Diagram of deletion alleles used to examine gene functioning of insertional mutant 1F2. The arrangement of two genes, one represented by an EST and the other being a MAP kinase (MPK2), was derived from The Institute for Genomic Research C. neoformans database. The MPK2 gene sequence was predicted and may be shorter at the 5′ end than is represented. Strain 1F2 had the plasmid conferring resistance to nourseothricin (NAT) inserted at the arrowhead, and a deletion of <1 kb occurred (dashed line) that was not further defined. Three alleles were used to replace the MPK2, the EST, or both genes with the NAT marker.

FIG. 5.

C. neoformans insertional mutant 1F2 exhibits a bilateral mating defect.

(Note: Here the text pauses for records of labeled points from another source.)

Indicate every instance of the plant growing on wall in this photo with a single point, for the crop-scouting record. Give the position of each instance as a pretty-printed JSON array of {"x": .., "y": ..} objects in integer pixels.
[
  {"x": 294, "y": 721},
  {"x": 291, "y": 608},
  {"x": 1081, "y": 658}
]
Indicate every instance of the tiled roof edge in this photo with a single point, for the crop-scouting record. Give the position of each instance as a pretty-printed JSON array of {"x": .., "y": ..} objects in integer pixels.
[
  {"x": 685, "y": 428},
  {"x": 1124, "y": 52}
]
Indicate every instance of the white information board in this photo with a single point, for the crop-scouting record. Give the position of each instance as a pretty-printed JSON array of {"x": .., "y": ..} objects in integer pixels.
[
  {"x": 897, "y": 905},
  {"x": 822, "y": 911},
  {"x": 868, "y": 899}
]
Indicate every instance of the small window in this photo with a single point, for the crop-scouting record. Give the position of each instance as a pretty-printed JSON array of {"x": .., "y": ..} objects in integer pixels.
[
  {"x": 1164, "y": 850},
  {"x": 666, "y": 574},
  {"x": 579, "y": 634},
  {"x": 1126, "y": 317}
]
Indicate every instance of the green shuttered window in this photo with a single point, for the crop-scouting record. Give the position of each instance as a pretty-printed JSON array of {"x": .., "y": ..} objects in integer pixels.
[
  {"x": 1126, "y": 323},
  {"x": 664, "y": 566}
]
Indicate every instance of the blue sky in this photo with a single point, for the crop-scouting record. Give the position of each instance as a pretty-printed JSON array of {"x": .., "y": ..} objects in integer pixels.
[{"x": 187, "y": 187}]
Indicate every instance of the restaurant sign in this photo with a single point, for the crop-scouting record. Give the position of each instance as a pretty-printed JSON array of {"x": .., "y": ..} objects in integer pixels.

Crosses between the wild type and the 1F2 mutant or a mutant strain derived by genetic crosses were cocultured on V8 medium (pH 5) in the dark and were examined 10 days later. (A) Wild-type H99 (MATα) × KN99-5 (MATa); (B) unilateral H99 (MATα) × mutant (Δ) 1F2 MATa progeny (NAT MATa); (C) unilateral 1F2 (NAT MATα) × KN99-5 (MATa); (D) bilateral 1F2 (NAT MATα) × 1F2 MATa (NAT MATa). Bar = 0.5 mm.

FIG. 6.

C. neoformans voltage-gated chloride channel gene CLC1 is required for normal growth under low-iron conditions. The growth of wild-type (H99) and clc1 and clc2 mutant strains of C. neoformans was compared to that of reference wild-type (BY4743) and gef1 mutant strains of S. cerevisiae. Cells were serially diluted and grown on synthetic medium containing 0 or 2 mM iron chelation agent ferrozine (3 days at room temperature) (A) or glucose (2 days at 30°C), glucose plus 3-amino-1,2,4-triazole (3-AT) (10 mM; 2 days at 30°C), or acetate (2%; 4 days at 30°C) as the sole carbon source (B).